The debate over how many upscale apartments to build in Chapel Hill boils down to this: One side believes that building an over-supply of pricey rentals will sate demand to the point that rents will drop. The other side understands that such supply-and-demand theory only works in a closed system. In an open system, such as Triangle towns that spill across counties so you can’t tell where one burg ends and the next begins, demand is never sated. And people who live here must pay higher taxes to subsidize apartment complex owners.
Simple supply-and-demand can’t be applied to Chapel Hill. If the solution to having some housing affordable to the average worker was to build more high-priced rentals and hope that other apartment buildings would lower their rents in response, New York, San Francisco and Los Angeles would have some of the cheapest rents around. And so would Chapel Hill. According to U.S. Census data, the number of housing units in Chapel Hill grew 50 percent between 1990 and 2010. Yet even adjusted for inflation, rents rose about 10 percent during that time.
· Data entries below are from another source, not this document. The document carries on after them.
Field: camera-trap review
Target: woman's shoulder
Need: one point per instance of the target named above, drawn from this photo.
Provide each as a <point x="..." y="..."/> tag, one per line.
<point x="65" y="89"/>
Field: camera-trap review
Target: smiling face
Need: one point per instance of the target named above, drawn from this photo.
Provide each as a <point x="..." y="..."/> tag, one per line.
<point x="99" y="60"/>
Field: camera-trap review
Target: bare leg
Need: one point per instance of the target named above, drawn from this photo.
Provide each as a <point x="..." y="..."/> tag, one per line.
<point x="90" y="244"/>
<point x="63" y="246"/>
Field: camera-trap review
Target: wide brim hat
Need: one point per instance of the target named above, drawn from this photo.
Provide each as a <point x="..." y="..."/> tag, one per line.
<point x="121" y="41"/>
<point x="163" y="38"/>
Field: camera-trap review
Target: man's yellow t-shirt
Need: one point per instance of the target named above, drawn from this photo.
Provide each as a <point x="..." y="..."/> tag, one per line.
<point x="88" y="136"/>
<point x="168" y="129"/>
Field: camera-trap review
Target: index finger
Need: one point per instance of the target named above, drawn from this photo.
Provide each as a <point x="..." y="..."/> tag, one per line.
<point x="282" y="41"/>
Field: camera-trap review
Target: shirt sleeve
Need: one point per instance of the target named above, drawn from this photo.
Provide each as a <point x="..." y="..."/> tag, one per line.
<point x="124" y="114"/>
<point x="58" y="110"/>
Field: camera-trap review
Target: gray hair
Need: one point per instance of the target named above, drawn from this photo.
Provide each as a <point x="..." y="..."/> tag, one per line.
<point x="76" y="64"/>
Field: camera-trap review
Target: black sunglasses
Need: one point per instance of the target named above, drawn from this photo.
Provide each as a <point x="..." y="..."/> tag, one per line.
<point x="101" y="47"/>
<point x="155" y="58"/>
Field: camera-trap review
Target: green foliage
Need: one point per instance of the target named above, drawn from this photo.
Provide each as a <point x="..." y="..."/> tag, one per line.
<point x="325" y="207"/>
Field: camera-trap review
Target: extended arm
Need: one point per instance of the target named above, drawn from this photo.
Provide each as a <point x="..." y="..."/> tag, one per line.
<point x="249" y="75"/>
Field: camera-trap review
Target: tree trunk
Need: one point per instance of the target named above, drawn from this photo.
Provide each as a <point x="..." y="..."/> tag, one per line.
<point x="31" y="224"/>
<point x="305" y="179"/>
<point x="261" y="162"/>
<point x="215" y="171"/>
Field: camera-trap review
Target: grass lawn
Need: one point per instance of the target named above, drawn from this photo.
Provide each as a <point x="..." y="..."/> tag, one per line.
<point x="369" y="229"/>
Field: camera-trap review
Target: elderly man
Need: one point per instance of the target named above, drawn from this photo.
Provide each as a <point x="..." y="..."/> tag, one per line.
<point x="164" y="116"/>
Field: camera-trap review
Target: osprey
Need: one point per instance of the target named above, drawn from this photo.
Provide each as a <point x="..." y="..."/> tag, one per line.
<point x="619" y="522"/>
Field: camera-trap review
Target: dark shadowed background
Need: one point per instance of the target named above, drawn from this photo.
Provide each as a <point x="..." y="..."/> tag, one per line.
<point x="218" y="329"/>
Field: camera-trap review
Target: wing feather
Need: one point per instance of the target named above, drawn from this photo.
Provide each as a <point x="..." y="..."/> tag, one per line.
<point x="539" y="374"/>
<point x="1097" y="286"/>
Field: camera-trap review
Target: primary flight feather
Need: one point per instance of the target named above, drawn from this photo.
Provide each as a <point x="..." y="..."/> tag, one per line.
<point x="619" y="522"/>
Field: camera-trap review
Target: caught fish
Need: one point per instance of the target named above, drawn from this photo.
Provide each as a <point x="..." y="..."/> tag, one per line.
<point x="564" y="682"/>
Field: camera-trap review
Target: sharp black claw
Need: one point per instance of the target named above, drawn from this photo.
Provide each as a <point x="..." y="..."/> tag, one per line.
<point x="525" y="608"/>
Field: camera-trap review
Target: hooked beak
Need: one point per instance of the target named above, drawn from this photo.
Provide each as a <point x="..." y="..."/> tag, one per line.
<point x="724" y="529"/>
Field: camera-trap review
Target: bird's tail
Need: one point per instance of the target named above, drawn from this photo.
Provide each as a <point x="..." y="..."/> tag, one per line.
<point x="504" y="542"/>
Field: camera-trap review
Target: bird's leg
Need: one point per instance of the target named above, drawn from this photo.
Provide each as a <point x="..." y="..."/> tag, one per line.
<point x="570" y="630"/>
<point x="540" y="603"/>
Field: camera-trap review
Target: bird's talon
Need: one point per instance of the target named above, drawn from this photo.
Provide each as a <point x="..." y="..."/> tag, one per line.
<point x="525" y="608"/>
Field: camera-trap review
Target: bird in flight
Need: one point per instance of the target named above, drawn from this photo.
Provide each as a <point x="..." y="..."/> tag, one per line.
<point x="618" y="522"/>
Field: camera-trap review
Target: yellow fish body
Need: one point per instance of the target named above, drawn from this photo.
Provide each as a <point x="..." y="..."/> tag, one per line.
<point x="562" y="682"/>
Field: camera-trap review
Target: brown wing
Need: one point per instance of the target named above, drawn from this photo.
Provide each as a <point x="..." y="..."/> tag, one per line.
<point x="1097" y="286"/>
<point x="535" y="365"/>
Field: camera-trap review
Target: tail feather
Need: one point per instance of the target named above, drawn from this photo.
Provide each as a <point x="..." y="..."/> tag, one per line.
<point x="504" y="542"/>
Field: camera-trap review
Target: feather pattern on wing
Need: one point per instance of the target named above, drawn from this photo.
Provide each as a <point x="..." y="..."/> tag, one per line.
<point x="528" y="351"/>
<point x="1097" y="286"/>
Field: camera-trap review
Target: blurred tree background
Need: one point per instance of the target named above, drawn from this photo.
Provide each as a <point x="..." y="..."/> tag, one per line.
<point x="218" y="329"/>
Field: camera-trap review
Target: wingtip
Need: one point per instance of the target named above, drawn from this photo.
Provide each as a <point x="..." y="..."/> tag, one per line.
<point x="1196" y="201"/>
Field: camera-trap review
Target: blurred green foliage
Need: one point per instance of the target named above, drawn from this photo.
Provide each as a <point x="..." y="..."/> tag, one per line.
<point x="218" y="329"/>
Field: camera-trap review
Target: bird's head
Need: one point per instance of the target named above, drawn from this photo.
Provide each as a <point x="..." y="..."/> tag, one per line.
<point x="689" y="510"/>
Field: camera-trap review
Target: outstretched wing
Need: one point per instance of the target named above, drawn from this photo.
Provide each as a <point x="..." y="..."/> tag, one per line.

Supply and demand would work in the Iowa town where I grew up. Because cities in Iowa are separated from one another by miles and miles of farmland, each town operates as a closed system. People live in the towns where they work. Ever practical Iowans wouldn’t consider living in Dubuque and commuting 100 miles each way to a job in Cedar Rapids. Developers build enough housing in a variety of prices to meet the demand of the people who work there. If a developer builds too much in one price range, prices drop for that product until a new employer comes to town and attracts workers who can afford those homes.
But in the Triangle, where towns rub shoulders with one another, it is feasible to live in one town and work in another. Why would people choose to live in Chapel Hill if they worked in Durham? Both places are university towns, have top-notch independent restaurants and lively nightlife, and lovely, tree-lined streets.
People choose Chapel Hill because of the stellar reputation of our public schools. That will continue, as long as our schools turn out high-performing students who get accepted into desirable colleges and universities. Paying top-dollar rent becomes a bargain if parents can enroll their children in free public schools that are on par with private schools demanding high tuition.
During the approval process for Ephesus-Fordham, The Edge and Obey Creek, we heard developers say that only childless people rent apartments. The school board refuted that contention and is in the process of recalculating its projections of how many students various neighborhoods likely will add to the school system.
Residential development costs taxpayers money because the amount of tax revenue generated does not cover the cost of additional schools, police protection, fire trucks and crews, trash pickup and bus service. I would be fine with paying higher taxes, if we were making room for people of all income levels who work in town.
But Chapel Hill does not have enough jobs that pay what people would have to earn to be able to afford the upscale rentals proposed for recently approved developments. The people who move in will work out of town, and the high rents will price out modestly paid workers.
An over-supply of high-rent apartments will turn us into a bedroom community for the well-to-do. Absorbing regional growth by cherry-picking well-off commuters and forcing out the modestly paid who work in town feels wrong.
Nancy Oates is a candidate for Chapel Hill Town Council, founder of the Chapel Hill Watch blog and a former CHN columnist.